Hon Amadi said that Africa was the second fastest moving region next to Asia, economically and in the health sector. “Africa has witnessed a 41% reduction of maternal deaths over the last ten years. However, only 2 countries out the 54 are on track for achieving the MDG 5, while 4 countries are on track for achieving MDG 4”, he said. Against this background nearly 165,000 women die annually in Africa due to pregnancy and pregnancy related causes, he added.
He noted that for there to be meaningful change in this challenge, there has to be an adoption of parliamentary policies and budget action plans that should focus on outlining key areas of intervention at various levels. “it is only when parliamentarians take their place to represent, legislate, oversee and advocate on these issues can women and children enjoy good health as a basic right”, he added.
He underlined his hope that the conference will afford ample opportunity to collaborate in the development of tangible parliamentary interventions towards the improvement on the health of women and children, and by extension, the health and wealth of the African people.
On his part, the Regional Director of UNFPA, Mr Bunmi Makinwa, extensive use of family planning methods can reduce maternal mortality by 33% and good midwifery services can reduce 75% of maternal mortality. “Family planning ensures that women who do not want to fall pregnant can access materials and services to assist them with this. If this happens it means that people who fall pregnant are women who want to be pregnant. It means therefore, abortion that is induced will be reduced. In Africa more than 40% of maternal mortality comes from abortion. If we reduce abortion we reduce maternal mortality”.
He indicated that political commitments and increased efforts in Africa, particularly the Campaign for Accelerated Reduction of Maternal Mortality in Africa (CARMMA), which is a partnership between the African Union (AU) and UNFPA have contributed to the progress made in the Continent.
Mr Makinwa lauded an unprecedented move by the Ugandan Parliament, which refused to approve the 2012-2013 Budget unless there was additional money allocated to health. They succeeded and they were awarded 35% of their demand.

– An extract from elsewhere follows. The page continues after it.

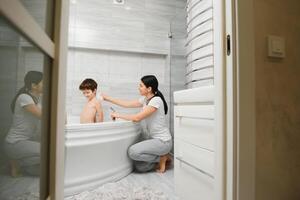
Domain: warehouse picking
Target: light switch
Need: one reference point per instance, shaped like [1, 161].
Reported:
[276, 46]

The money went towards recruiting health workers and increased salaries for medical doctors.
The conference concluded by adopting a number of recommendations which are to be tabled before the house during the First Ordinary Session of Third Parliament which will be held during 8th to 19th of October 2012.
The meeting recommended an improvement in the policy and investment in the health sector and tackling issues, such as lack of access to clean water, improved nutrition, and improved education for the human resources of the health sector. It also concluded that since maternal deaths are highest after the first 24 hours of giving birth, health policies and investments in quality health care should be addressed through scaling-up of access and up-taking of essential commodities and medicines. The parliamentarians agreed to commit to promoting accountability and monitoring the use of the budgets set aside to improve maternal and child health.